氏名                          


 

国際急送便として輸入された貨物に含まれる植物等の輸入検査について、到着した指定飛行場からその他の指定海空港へ下記により陸路輸送した後に受検するため、輸送計画書を提出します。

なお、当該指定海空港に植物等が到着した後は、速やかに管轄する植物防疫所に植物防疫法施行規則第10条に基づく輸入検査申請を行います。

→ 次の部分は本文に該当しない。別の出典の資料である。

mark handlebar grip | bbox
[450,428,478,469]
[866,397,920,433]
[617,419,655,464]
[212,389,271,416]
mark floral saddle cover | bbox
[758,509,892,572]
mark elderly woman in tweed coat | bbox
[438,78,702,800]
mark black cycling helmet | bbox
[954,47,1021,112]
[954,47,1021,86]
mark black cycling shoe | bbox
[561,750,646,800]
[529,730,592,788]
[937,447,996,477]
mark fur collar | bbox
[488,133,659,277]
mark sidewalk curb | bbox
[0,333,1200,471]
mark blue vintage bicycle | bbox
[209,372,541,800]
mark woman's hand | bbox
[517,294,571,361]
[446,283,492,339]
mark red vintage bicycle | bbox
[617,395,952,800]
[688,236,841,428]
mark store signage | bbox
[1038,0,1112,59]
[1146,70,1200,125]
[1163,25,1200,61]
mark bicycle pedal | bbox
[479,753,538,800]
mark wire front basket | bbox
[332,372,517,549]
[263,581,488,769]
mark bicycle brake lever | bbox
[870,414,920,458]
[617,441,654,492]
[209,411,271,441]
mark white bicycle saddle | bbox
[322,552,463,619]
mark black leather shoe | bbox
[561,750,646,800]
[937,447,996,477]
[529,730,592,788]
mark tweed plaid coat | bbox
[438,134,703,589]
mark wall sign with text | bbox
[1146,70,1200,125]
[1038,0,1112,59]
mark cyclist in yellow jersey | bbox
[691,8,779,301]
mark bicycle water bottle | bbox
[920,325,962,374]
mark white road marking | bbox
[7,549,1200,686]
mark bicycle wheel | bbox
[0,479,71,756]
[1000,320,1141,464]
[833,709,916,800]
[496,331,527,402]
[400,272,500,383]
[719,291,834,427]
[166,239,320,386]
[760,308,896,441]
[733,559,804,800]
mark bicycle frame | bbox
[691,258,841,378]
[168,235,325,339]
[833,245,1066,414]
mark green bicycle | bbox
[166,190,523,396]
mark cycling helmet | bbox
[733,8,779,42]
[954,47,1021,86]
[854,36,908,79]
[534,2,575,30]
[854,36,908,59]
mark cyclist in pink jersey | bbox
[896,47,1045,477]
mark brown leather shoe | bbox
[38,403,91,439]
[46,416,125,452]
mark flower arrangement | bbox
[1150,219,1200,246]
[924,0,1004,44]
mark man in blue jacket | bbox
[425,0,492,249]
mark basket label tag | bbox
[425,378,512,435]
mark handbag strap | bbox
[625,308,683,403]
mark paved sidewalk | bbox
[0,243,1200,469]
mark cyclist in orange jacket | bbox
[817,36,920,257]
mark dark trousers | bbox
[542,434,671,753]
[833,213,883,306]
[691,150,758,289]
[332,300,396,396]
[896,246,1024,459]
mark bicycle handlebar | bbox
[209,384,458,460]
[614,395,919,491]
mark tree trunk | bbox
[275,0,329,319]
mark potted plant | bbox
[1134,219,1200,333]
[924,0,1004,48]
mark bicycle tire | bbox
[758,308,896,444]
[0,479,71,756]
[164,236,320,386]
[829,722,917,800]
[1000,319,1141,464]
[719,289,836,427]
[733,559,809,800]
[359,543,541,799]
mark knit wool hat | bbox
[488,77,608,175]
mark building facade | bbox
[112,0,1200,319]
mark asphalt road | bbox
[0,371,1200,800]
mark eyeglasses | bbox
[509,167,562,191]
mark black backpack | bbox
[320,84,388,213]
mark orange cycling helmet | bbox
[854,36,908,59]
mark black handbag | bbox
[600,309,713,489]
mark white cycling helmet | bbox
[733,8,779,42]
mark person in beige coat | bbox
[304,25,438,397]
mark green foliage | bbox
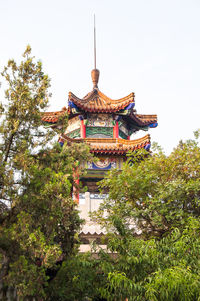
[91,132,200,301]
[0,46,90,300]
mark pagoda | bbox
[42,69,157,246]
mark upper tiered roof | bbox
[59,134,151,155]
[69,88,134,113]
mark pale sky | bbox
[0,0,200,153]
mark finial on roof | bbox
[91,14,100,89]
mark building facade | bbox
[43,69,158,252]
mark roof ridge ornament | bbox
[91,14,100,89]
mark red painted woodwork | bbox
[81,120,86,139]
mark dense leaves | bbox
[91,132,200,301]
[0,46,90,300]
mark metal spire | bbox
[91,14,99,89]
[94,14,96,69]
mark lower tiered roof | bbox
[59,134,151,154]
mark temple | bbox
[42,69,157,251]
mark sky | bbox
[0,0,200,154]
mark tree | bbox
[0,46,90,300]
[91,132,200,301]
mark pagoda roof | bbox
[42,107,67,123]
[129,112,157,126]
[42,107,157,126]
[59,134,151,154]
[69,88,135,113]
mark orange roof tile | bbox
[42,108,67,123]
[60,134,150,154]
[69,89,134,113]
[130,112,157,126]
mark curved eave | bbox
[69,89,134,113]
[59,134,151,155]
[128,112,158,127]
[41,108,67,124]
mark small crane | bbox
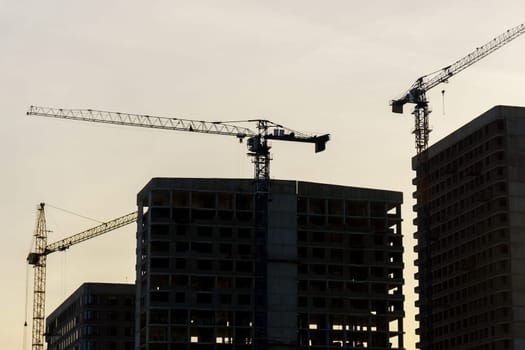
[27,106,330,350]
[390,23,525,154]
[27,203,137,350]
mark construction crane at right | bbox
[390,23,525,154]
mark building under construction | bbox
[136,178,404,350]
[413,106,525,350]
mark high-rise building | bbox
[46,283,135,350]
[413,106,525,350]
[136,178,404,350]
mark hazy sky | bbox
[0,0,525,350]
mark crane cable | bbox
[22,265,29,350]
[46,203,104,224]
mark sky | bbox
[0,0,525,350]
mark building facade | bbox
[136,178,404,350]
[46,283,135,350]
[413,106,525,350]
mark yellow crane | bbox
[27,203,137,350]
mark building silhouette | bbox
[136,178,404,350]
[413,106,525,350]
[46,283,135,350]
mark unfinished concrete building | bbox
[46,283,135,350]
[413,106,525,350]
[136,178,404,350]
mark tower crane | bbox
[27,203,137,350]
[390,23,525,154]
[27,106,330,350]
[390,23,525,349]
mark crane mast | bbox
[390,24,525,350]
[27,106,330,350]
[390,23,525,154]
[27,203,137,350]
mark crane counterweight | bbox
[27,106,330,350]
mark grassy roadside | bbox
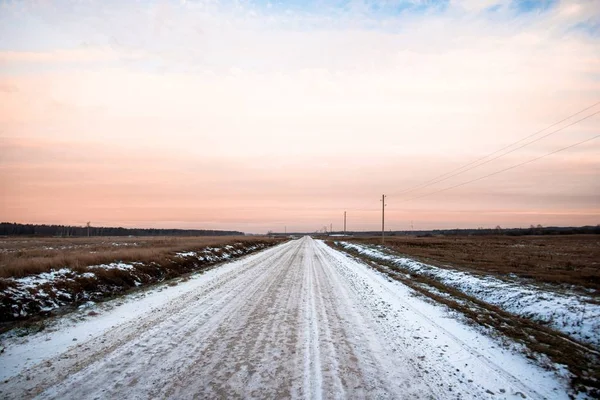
[0,236,282,331]
[349,235,600,292]
[327,241,600,398]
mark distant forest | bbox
[0,222,244,237]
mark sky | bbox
[0,0,600,233]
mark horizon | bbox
[0,0,600,234]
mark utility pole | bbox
[381,194,387,244]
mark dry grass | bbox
[0,236,275,278]
[351,235,600,290]
[328,239,600,398]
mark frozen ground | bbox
[338,242,600,349]
[0,237,568,399]
[0,243,265,321]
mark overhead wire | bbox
[396,101,600,195]
[400,135,600,203]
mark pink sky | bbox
[0,1,600,232]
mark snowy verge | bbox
[0,241,274,322]
[336,242,600,349]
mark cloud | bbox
[0,1,600,229]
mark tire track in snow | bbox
[0,238,564,399]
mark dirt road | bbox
[0,237,566,399]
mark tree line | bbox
[0,222,244,237]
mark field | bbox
[342,235,600,291]
[0,236,273,278]
[329,235,600,396]
[0,236,281,329]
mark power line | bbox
[400,135,600,203]
[398,101,600,194]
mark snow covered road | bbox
[0,237,568,399]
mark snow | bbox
[0,237,568,399]
[88,262,135,271]
[0,243,272,318]
[13,268,74,288]
[338,242,600,348]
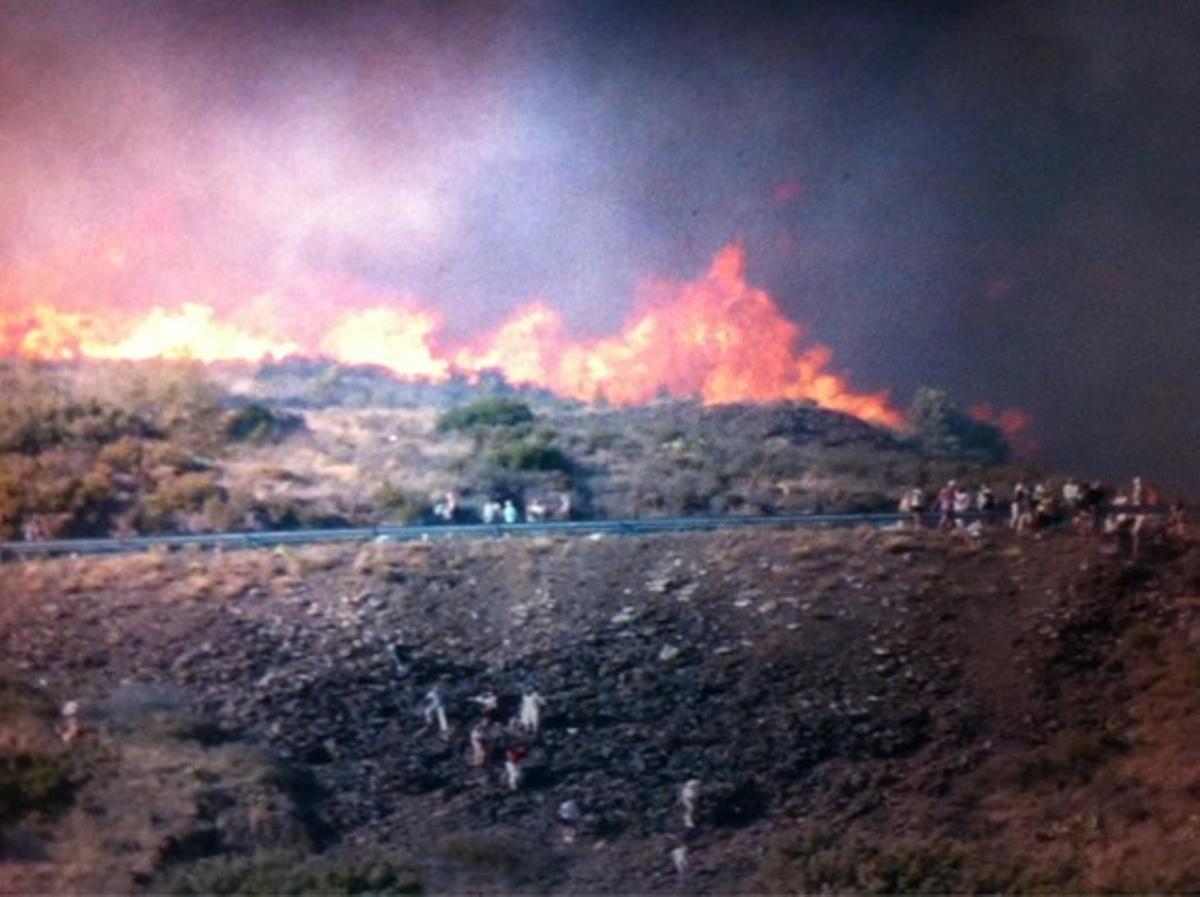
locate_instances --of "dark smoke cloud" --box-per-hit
[0,0,1200,494]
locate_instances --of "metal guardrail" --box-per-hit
[0,506,1168,560]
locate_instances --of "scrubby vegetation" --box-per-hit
[0,362,314,538]
[908,387,1012,463]
[163,850,422,897]
[0,361,1028,538]
[438,396,534,433]
[224,402,304,444]
[756,831,1021,895]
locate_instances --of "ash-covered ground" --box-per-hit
[0,530,1200,893]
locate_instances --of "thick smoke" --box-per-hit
[0,0,1200,493]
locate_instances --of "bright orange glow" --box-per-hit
[320,308,450,380]
[0,245,901,427]
[456,245,901,427]
[967,403,1038,454]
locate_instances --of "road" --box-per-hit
[0,507,1165,559]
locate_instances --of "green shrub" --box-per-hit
[0,393,156,454]
[488,440,574,474]
[437,396,534,433]
[163,851,424,897]
[1018,730,1124,787]
[374,481,430,523]
[224,402,304,444]
[0,753,74,823]
[145,472,226,516]
[908,387,1012,463]
[434,831,556,883]
[754,832,1020,895]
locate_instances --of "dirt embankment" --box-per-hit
[0,531,1200,892]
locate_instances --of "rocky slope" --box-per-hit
[0,522,1200,892]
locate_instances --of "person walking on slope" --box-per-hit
[679,778,700,829]
[504,745,524,791]
[520,690,546,735]
[470,720,487,767]
[421,686,450,735]
[937,480,958,530]
[500,499,521,525]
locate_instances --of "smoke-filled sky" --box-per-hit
[0,0,1200,495]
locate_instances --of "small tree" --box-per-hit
[908,386,1012,463]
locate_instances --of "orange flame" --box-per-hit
[0,245,901,427]
[456,245,901,427]
[967,403,1038,456]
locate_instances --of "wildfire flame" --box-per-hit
[0,245,902,427]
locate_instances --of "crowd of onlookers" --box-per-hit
[899,476,1187,549]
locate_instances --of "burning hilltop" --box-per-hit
[0,243,901,427]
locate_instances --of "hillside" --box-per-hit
[0,522,1200,893]
[0,362,1030,538]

また、この計画を変更する場合は、必ず事前に植物防疫官の確認を得ます。

 

 

 

 

1 輸送方法

2 輸送車両の種類等

3 密閉形輸送機器の封印方法

4 輸送先の指定海空港内の施設名称、所在地

5 輸送先の検査場所(場所の状況を示す資料を添付すること。)

6 積替実施場所の所在地

7 輸送経路(予備を含む複数経路とし、経路図を添付すること。)

8 輸送責任者住所・氏名・電話番号

9 輸送中の事故発生時における対応計画(別紙)

10 輸送に際して留意すべき事項

 

 

 

 

 

(別紙)

 

輸送中の事故発生時における対応計画

 

 

1.事故発生時における連絡体制

(1)連絡を行う責任者の氏名、所属、連絡先等

(2)連絡網

 

2.密閉形輸送機器が破損し、積載荷口が散乱した場合における対応(荷口の散乱場所に係る調査、散乱した荷口の回収等)計画

(1)対応者の氏名、所属、事故発生時の役割

(2)各対応者の待機場所、現場までの具体的な移動手段の確保状況(車両の台数、車両の待機場所等)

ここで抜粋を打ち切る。